Thursday, May 14, 2009

What Lincoln Didn't Say Exactly

I stumbled upon this today - and thought I'd share - especially since the message is so relevant today.
  1. You cannot bring about prosperity by discouraging thrift.
  2. You cannot strengthen the weak by weakening the strong
  3. You cannot help the poor man by destroying the rich.
  4. You cannot further the brotherhood of man by inciting class hatred.
  5. You cannot build character and courage by taking away man's initiative and independence.
  6. You cannot help small men by tearing down big men.
  7. You cannot lift the wage earner by pulling down the wage payer.
  8. You cannot keep out of trouble by spending more than your income.
  9. You cannot establish security on borrowed money.
  10. You cannot help men permanently by doing for them what they will not do for themselves.

This is a list of ten statements beginning with "You cannot .. ." that are popularly attributed to Abraham Lincoln, (1809 - 1865) Sixteenth President of the United States. They sound so wise and so much like things he would have said that they are frequently quoted and attributed to him in print.

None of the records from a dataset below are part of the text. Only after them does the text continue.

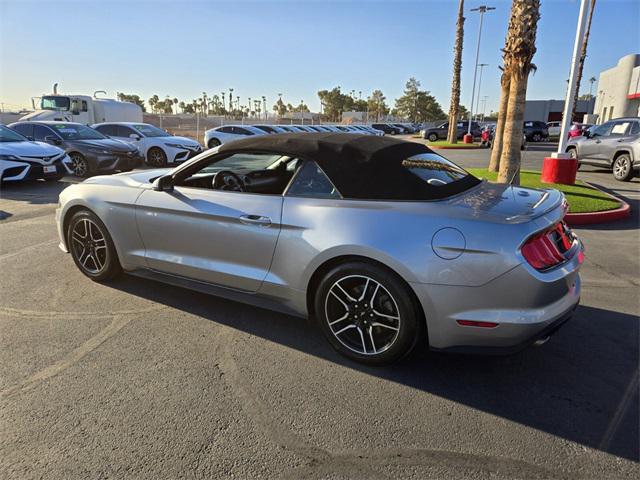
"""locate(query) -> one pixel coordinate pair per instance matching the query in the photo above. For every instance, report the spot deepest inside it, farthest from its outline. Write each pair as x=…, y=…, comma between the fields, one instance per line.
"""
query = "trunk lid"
x=508, y=204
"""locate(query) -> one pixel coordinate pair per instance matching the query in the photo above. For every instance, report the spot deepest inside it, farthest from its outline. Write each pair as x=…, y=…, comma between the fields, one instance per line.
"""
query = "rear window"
x=421, y=176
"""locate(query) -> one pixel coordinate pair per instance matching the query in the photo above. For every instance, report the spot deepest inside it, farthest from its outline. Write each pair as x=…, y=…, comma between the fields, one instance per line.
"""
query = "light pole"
x=264, y=107
x=482, y=9
x=481, y=65
x=560, y=168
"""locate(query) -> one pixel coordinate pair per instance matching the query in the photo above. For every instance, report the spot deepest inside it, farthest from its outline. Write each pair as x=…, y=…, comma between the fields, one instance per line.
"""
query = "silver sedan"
x=382, y=241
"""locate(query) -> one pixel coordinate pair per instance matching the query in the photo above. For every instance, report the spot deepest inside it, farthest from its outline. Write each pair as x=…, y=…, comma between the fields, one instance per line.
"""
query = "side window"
x=24, y=129
x=603, y=130
x=311, y=181
x=109, y=130
x=124, y=131
x=619, y=128
x=40, y=132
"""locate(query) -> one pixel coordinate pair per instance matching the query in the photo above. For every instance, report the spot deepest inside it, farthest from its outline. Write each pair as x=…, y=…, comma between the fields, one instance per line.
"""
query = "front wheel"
x=367, y=313
x=622, y=168
x=91, y=247
x=79, y=165
x=156, y=157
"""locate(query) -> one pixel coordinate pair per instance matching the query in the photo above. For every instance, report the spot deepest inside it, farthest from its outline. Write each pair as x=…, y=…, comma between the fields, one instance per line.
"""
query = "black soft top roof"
x=360, y=166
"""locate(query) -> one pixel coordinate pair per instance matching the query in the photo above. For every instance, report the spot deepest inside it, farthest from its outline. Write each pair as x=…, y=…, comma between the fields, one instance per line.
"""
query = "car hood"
x=129, y=179
x=106, y=143
x=181, y=140
x=506, y=203
x=29, y=149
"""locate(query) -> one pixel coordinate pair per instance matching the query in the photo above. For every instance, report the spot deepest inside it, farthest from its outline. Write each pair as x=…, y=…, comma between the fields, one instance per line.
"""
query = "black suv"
x=440, y=132
x=536, y=131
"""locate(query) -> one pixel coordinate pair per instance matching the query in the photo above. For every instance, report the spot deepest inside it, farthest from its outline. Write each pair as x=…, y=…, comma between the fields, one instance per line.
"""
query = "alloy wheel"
x=362, y=314
x=89, y=246
x=79, y=165
x=621, y=167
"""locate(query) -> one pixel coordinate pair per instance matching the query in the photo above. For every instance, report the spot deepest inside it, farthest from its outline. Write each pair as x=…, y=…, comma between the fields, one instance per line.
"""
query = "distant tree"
x=153, y=101
x=418, y=105
x=125, y=97
x=335, y=102
x=279, y=107
x=376, y=105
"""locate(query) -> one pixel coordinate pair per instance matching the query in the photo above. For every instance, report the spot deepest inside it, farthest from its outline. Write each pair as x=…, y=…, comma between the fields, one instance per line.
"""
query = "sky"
x=183, y=48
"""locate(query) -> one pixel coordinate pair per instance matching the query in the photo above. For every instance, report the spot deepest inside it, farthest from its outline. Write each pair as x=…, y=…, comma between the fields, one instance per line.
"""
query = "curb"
x=606, y=216
x=435, y=147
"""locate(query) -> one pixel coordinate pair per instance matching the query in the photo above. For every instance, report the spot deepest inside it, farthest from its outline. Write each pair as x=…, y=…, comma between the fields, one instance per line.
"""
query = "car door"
x=609, y=144
x=220, y=237
x=589, y=148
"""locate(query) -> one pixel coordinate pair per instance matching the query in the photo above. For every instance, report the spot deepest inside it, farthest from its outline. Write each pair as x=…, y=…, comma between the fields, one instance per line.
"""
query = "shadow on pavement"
x=582, y=385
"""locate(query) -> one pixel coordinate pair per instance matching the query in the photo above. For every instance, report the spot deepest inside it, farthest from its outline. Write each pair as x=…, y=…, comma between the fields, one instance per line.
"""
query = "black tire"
x=622, y=168
x=380, y=339
x=156, y=158
x=92, y=250
x=79, y=165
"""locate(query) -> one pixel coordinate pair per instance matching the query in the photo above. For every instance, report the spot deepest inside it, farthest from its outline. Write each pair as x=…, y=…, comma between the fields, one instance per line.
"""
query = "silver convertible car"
x=382, y=241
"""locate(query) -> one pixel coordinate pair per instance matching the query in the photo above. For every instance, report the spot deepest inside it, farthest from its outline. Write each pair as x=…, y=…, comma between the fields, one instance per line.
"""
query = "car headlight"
x=98, y=150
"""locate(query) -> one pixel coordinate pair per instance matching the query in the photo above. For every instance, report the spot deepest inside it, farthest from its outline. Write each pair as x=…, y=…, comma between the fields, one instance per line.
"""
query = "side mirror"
x=164, y=184
x=52, y=139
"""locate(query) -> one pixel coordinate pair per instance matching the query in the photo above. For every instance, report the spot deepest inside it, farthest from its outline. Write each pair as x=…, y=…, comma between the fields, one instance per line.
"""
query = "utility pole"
x=481, y=65
x=482, y=9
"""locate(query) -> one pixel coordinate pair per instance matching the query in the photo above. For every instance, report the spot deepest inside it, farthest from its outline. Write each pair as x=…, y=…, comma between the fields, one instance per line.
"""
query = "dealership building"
x=619, y=90
x=551, y=110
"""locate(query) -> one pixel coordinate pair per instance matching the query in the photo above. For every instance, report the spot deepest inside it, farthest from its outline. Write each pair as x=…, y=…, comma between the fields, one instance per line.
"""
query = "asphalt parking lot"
x=140, y=380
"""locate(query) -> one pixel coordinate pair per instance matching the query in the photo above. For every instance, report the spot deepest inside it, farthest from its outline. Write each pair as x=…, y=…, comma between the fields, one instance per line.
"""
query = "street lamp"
x=481, y=65
x=482, y=9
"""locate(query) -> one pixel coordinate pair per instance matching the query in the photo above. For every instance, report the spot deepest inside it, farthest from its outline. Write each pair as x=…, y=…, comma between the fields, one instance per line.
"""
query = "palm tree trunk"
x=519, y=49
x=498, y=138
x=454, y=108
x=583, y=55
x=509, y=171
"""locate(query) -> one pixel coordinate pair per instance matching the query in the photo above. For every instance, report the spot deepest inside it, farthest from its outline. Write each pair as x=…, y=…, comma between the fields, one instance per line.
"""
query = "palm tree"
x=520, y=47
x=496, y=152
x=454, y=108
x=583, y=55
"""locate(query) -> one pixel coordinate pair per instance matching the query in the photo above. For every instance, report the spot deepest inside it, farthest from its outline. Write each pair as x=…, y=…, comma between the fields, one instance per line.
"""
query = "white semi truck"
x=83, y=109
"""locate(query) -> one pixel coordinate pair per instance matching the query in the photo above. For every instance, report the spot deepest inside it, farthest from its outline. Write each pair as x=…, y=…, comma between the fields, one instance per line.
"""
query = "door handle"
x=255, y=220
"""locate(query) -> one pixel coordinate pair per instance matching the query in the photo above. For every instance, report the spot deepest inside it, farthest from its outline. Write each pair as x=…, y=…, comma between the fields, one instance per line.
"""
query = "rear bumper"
x=525, y=305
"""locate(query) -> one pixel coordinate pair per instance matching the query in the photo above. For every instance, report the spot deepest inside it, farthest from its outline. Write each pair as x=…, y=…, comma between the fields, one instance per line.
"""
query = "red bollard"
x=559, y=170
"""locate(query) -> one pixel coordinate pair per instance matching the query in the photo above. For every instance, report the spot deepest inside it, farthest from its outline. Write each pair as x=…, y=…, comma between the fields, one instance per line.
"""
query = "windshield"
x=54, y=103
x=150, y=131
x=75, y=131
x=8, y=135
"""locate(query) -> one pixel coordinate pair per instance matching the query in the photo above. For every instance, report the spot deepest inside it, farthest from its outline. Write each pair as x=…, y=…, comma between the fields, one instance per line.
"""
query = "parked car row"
x=227, y=133
x=103, y=148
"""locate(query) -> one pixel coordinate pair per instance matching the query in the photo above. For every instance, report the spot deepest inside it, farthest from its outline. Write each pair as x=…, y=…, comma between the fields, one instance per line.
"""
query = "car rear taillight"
x=549, y=248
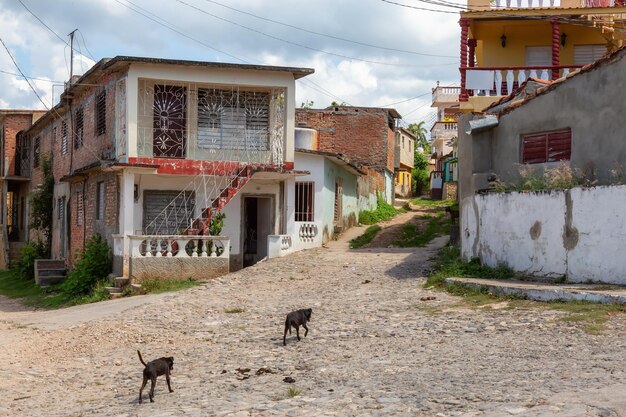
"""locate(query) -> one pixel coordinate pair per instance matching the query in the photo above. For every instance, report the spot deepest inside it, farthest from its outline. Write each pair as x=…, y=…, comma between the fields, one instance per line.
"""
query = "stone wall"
x=199, y=269
x=577, y=233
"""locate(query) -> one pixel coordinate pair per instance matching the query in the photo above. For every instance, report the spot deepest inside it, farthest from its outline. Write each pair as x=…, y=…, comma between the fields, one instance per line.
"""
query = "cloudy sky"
x=364, y=52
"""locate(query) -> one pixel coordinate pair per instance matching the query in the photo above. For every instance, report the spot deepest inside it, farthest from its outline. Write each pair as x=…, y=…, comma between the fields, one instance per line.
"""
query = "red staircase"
x=200, y=226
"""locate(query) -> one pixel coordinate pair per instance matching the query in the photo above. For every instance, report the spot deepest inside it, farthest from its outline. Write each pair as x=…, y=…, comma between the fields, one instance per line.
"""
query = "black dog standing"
x=297, y=319
x=153, y=369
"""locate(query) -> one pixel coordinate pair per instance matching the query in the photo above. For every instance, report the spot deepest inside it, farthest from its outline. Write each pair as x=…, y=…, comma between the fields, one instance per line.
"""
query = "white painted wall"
x=503, y=229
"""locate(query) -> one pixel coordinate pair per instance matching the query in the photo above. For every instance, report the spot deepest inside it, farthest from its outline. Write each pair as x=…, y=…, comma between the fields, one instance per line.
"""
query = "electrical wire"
x=306, y=46
x=23, y=75
x=326, y=35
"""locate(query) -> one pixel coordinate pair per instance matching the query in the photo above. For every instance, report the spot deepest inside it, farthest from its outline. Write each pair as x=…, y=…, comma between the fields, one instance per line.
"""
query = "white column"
x=127, y=201
x=132, y=93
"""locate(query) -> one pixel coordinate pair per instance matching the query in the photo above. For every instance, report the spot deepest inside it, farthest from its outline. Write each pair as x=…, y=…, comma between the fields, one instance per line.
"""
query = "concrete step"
x=50, y=280
x=113, y=290
x=121, y=282
x=48, y=272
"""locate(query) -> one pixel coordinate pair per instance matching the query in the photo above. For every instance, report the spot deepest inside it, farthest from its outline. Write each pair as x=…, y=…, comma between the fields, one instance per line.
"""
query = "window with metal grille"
x=79, y=208
x=100, y=124
x=36, y=152
x=78, y=129
x=64, y=138
x=547, y=147
x=60, y=208
x=233, y=119
x=304, y=201
x=100, y=201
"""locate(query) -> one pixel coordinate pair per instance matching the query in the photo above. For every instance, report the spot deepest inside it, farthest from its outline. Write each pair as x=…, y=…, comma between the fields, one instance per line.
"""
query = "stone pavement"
x=378, y=345
x=539, y=291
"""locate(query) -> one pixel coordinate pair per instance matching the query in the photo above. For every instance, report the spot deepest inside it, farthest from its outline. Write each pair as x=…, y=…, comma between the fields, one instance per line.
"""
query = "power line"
x=173, y=28
x=326, y=35
x=305, y=46
x=22, y=73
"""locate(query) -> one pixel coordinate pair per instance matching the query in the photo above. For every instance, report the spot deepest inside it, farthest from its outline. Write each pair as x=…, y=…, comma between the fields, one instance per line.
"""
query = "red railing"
x=506, y=79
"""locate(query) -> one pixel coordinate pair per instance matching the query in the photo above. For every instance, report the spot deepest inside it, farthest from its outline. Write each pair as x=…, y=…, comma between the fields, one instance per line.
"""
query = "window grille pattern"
x=78, y=128
x=170, y=121
x=100, y=122
x=304, y=201
x=547, y=147
x=100, y=201
x=79, y=208
x=63, y=137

But alas! Lincoln did not say these things. They were written in 1916 by the Rev. William J. H. Boetcker, a Presbyterian clergyman and pamphlet writer. In 1942, a group called the Committee for Constitutional Government gave out a great many leaflets entitled "Lincoln on Limitations" that contained on one side a real Lincoln quote and on the other side the 10 Boetcker statements. Boetcker was credited with his statements on the leaflet, but their proximity in print to one real quote by Lincoln, plus the title of the leaflet, led people to think that Lincoln had said the ten listed statements. They were repeated in many printed sources, and are still regarded by many as authentic Lincoln quotes. Carl Sandburg, Lincoln's most famous biographer, dismissed them as spurious.

  1. Boller, Paul F., Jr., and John George. They Never Said It: A Book Of Fake Quotes, Misquotes, & Misleading Attributions (New York: Oxford University Press, 1989), pp. 82-84, 145.
  2. Kominsky, Morris. The Hoaxers (Boston: Branden Press, 1970), pp. 18 - 27."